As the QN response is controlled by multiple genes with complex interactions, one would expect: i) a higher sensitivity to genetic background than if the response were controlled by only one gene, ii) higher sensitivity to parameters that might cause linkage disequilibrium between genes and iii) various combinations of gene polymorphisms that might result in similar QN resistance phenotypes.

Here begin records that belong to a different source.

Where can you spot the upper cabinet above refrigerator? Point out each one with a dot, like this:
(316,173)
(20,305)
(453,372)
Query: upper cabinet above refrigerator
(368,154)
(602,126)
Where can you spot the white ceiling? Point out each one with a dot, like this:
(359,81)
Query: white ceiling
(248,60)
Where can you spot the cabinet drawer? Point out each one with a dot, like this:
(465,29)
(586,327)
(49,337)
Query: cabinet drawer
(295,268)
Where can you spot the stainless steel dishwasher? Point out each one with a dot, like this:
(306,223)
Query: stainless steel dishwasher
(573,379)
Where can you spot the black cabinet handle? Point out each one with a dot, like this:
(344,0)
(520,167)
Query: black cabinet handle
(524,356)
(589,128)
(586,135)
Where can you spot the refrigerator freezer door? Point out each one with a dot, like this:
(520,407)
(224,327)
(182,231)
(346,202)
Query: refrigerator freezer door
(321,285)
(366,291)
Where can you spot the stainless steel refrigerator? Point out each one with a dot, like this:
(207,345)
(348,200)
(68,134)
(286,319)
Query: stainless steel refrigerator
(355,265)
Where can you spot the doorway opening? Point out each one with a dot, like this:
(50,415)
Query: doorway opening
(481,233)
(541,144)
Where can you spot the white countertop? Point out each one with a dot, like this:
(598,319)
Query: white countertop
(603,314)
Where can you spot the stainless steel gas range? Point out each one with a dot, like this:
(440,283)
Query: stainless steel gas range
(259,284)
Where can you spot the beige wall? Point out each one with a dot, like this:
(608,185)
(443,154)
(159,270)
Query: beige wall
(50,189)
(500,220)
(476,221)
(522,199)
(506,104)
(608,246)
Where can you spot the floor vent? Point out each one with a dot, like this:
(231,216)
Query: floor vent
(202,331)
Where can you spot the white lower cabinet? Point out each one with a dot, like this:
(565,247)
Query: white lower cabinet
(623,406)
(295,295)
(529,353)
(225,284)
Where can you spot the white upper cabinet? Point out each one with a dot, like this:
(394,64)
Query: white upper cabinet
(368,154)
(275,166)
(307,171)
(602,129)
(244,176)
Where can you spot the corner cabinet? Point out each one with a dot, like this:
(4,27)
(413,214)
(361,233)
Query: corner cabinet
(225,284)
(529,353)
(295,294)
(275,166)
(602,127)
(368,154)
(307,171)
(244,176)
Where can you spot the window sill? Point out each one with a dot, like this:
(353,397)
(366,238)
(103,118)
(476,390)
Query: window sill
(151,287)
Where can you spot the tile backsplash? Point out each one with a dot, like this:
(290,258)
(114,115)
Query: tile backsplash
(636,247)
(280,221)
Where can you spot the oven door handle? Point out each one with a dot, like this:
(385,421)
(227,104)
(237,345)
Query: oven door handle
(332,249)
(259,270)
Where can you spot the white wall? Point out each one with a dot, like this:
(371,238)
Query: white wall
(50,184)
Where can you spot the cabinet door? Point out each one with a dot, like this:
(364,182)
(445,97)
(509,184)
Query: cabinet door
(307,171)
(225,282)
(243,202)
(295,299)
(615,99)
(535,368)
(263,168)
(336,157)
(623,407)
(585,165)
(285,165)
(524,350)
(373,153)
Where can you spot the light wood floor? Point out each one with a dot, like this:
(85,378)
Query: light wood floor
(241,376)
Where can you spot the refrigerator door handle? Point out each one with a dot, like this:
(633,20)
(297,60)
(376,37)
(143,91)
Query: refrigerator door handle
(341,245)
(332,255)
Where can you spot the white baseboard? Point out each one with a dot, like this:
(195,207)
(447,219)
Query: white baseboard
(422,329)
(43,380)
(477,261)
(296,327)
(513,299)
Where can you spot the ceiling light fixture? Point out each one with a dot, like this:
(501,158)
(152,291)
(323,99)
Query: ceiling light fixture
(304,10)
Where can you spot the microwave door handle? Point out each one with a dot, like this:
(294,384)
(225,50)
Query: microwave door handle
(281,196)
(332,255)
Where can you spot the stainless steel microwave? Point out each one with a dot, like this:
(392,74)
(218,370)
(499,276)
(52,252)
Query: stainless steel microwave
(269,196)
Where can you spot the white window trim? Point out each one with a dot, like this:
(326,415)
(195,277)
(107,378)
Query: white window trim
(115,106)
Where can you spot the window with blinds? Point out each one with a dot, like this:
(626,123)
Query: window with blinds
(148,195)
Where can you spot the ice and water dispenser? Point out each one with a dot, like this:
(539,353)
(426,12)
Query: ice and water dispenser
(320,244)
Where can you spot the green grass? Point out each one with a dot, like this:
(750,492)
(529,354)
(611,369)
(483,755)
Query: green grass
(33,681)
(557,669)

The three profiles (ms4760-1, ms4760-3 and ms4760-7) were predominant in parasites collected before QN treatment and in recurrent parasites in Mali [42]. The prevalence of ms4160-1 increased significantly from 26.2% to 46.3% after QN treatment in recurrent parasites. QN treatment selected for the Pfnhe-1 ms4760-1 profile. The profiles ms4760-3 and ms4760-18 were found in recurrent parasites from a patient returning from French Guiana and Senegal who failed with QN treatment [17, 45]. Such in vivo studies are necessary to confirm the role of Pfnhe-1 ms4760 as a marker of QN resistance. However, according to both previous studies and this current one, as Pfnhe-1 exhibits inconsistent association with QN susceptibility, the current problem should be to identify the new other marker that will be best associated with reduced QN susceptibility.

Conclusion

Pfnhe-1 ms4760 was highly diverse in parasite isolates in Dakar (47 different profiles). Genetic diversity should be assessed. Three profiles (ms4760-1, ms4760-3 and ms4760-7) were predominant. The number of repeats for block II (DNNND) and block V (DDNHNDNHNND) was not significantly associated with QN susceptibility. New studies, and especially in vivo studies, are necessary to confirm the role of Pfnhe-1 ms4760 as a marker of QN resistance. Studies should aim to identify partners of Pfnhe-1 or other polymorphisms linked to Pfnhe-1.